Of course, I have to bring up the fact that Sampson already ignored recruiting rules, and he apparently lied to the NCAA. If he landed another coaching job before the five years were up, what would really prevent him from breaking the rules again?
The best part about all of this is Sampson’s official reaction, a statement which said he was “deeply disappointed” by the NCAA ruling and “things that happened on my watch and therefore I will take responsibility.”
Uh...yeah, okay. You made phone calls to recruits. That’s a far cry from "happened on my watch" and it’s even farther from "take full responsibility."
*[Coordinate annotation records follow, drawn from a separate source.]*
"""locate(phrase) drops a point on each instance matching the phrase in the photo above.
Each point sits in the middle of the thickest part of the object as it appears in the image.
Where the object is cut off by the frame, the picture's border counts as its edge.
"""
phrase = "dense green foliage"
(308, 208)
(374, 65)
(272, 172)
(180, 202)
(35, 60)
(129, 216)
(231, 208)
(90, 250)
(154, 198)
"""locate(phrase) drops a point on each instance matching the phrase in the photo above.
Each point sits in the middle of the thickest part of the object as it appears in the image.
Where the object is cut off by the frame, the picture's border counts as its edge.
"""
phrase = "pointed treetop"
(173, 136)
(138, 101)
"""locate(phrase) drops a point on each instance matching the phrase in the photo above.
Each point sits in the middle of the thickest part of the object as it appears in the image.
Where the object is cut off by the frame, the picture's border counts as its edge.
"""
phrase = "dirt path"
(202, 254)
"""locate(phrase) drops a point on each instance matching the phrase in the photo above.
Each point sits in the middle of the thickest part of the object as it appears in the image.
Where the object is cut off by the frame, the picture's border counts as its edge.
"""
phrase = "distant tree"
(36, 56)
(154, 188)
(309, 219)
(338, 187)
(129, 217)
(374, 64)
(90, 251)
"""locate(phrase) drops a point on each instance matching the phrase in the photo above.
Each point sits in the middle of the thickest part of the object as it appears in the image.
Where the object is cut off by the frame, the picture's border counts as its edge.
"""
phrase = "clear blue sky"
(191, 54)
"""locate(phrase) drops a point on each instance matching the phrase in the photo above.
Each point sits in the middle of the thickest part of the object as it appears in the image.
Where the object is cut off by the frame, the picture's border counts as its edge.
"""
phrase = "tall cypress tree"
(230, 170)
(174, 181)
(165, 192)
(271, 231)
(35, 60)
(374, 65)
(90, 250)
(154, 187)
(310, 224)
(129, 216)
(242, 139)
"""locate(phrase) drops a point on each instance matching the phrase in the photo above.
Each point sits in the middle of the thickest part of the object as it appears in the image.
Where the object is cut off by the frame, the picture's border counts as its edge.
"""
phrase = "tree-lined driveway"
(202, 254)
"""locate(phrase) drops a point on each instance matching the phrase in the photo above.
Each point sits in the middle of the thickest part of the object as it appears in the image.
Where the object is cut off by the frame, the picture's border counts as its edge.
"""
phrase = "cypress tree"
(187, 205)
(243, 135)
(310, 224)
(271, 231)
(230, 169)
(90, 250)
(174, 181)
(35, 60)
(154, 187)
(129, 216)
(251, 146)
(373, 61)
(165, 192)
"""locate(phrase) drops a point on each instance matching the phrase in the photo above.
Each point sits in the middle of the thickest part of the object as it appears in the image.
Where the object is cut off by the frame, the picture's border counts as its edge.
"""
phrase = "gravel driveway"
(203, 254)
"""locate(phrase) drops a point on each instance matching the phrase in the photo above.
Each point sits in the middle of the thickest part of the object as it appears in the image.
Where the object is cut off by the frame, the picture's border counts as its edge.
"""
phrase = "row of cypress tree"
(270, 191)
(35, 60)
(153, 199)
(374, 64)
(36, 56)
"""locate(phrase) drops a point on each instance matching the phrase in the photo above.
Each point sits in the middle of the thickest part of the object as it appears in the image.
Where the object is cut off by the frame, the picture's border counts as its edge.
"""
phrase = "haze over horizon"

Taking full responsibility means admitting that you, Kelvin Sampson, repeatedly called players when you weren’t supposed to, even though you knew the rules. It means admitting that you not only knew the rules, but you did it because you thought it would help you land those players. It means admitting that you cheated, you knew you were cheating, you did it anyway, and you shouldn’t have. That’s taking "full responsibility."
All Sampson is doing is what has become common in the United States culture: break the rules, break the law, and then, even when caught, admit nothing. Then, go on about your life as though nothing ever happened and wait for people to forget.
Although I honestly don’t know how seriously making extra phone calls really ranks on the "rule breaking" scale, it bothers me more that Sampson can’t even admit to this minor offense.